Biden blamed chronic supply chain problems related to the rapid economic recovery from the pandemic, as well as Russia’s invasion of Ukraine, to fuel inflation. He said his administration would help ease price increases by narrowing the government’s budget deficit and fostering competition in industries such as meat packages, which are dominated by several industrial giants.

However, new disturbances abroad or other unforeseen problems can always bring inflation back to new heights in the United States. For example, if the European Union decides to suspend Russian oil, gas prices in the United States are likely to accelerate. COVID’s severe blockades in China exacerbate supply problems and damage the growth of the world’s second-largest economy.

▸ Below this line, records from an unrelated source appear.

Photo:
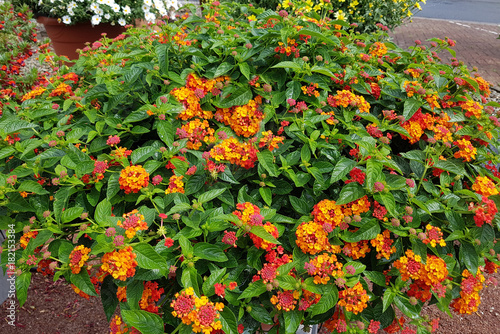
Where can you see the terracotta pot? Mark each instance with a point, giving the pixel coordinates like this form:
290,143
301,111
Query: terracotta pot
66,39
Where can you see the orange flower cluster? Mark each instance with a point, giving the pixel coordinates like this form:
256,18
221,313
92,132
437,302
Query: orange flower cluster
378,49
312,238
310,90
465,150
117,326
175,185
356,250
120,264
434,236
286,300
484,186
26,237
357,207
354,299
133,223
472,108
62,89
270,140
35,92
264,244
469,299
323,266
78,257
382,244
200,313
197,132
244,120
328,214
190,95
424,276
346,98
133,178
241,154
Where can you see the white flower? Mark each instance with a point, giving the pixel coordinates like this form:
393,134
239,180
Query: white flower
96,19
66,19
94,7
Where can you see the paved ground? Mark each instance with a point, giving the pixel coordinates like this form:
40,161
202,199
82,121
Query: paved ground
476,43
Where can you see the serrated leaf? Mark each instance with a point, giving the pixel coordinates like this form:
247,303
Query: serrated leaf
148,258
143,321
209,252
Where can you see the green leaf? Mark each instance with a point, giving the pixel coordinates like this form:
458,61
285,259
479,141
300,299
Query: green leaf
210,195
142,153
223,69
387,198
215,277
103,212
259,313
327,301
238,98
288,64
292,321
469,257
266,159
209,252
113,186
388,298
32,186
410,107
108,297
342,168
367,231
245,70
376,277
134,294
166,132
71,214
228,321
22,285
350,192
82,282
293,90
266,195
299,205
261,232
143,321
254,289
148,258
404,305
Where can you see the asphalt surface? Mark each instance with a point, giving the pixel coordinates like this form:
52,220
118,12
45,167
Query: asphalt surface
481,11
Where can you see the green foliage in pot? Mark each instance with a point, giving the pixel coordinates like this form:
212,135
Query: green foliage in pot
246,167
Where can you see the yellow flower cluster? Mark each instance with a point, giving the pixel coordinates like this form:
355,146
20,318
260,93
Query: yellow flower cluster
312,238
484,186
175,185
120,264
200,313
133,178
78,257
354,299
244,120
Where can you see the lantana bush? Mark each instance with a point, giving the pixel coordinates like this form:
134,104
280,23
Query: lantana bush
249,170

Jose Torres, a senior economist at Interactive Brokers, noted that China’s weakening economy has reduced demand for oil. If China eases its blockades later this year and drives more people, world oil prices could rise and further inflate US gas prices.

Previous signs that inflation in the United States may be at its peak have not continued. The rise in prices slowed last August and September, suggesting at the time that higher inflation could be temporary, as many economists and Federal Reserve officials have suggested. But prices rose again in October, prompting Fed Chairman Jerome Powell to begin changing his policy toward higher interest rates.

While food and energy have seen some of the worst price spikes in the past year, analysts often look at the key figure to get a picture of core inflation. Core inflation also tends to rise more slowly than overall price increases and may take longer to decline. Rents, for example, are rising at a historically rapid pace, and there is no sign that this trend will reverse any time soon.

The unexpected rise in high inflation has prompted the Fed to tackle what could become its fastest series of 33-year interest rate hikes. Last week, the Fed raised its base short-term interest rate by half a point, its sharpest increase in two decades. And Powell signaled that there will be more such sharp increases in interest rates.

Powell’s Federal Reserve seeks to fulfill the notoriously difficult and risky task of cooling the economy enough to slow inflation without causing a recession. Economists say such a result is possible, but unlikely with such high inflation.

Meanwhile, according to some indicators, the salaries of Americans are rising at the fastest pace in 20 years. Higher pay allows more people to at least partially cope with higher prices. But employers usually respond by charging customers more to cover their higher labor costs, which in turn increases inflationary pressures.

Last Friday’s April job report includes hourly wage figures, suggesting that wage growth is slowing, which, if continued, could help ease inflation this year.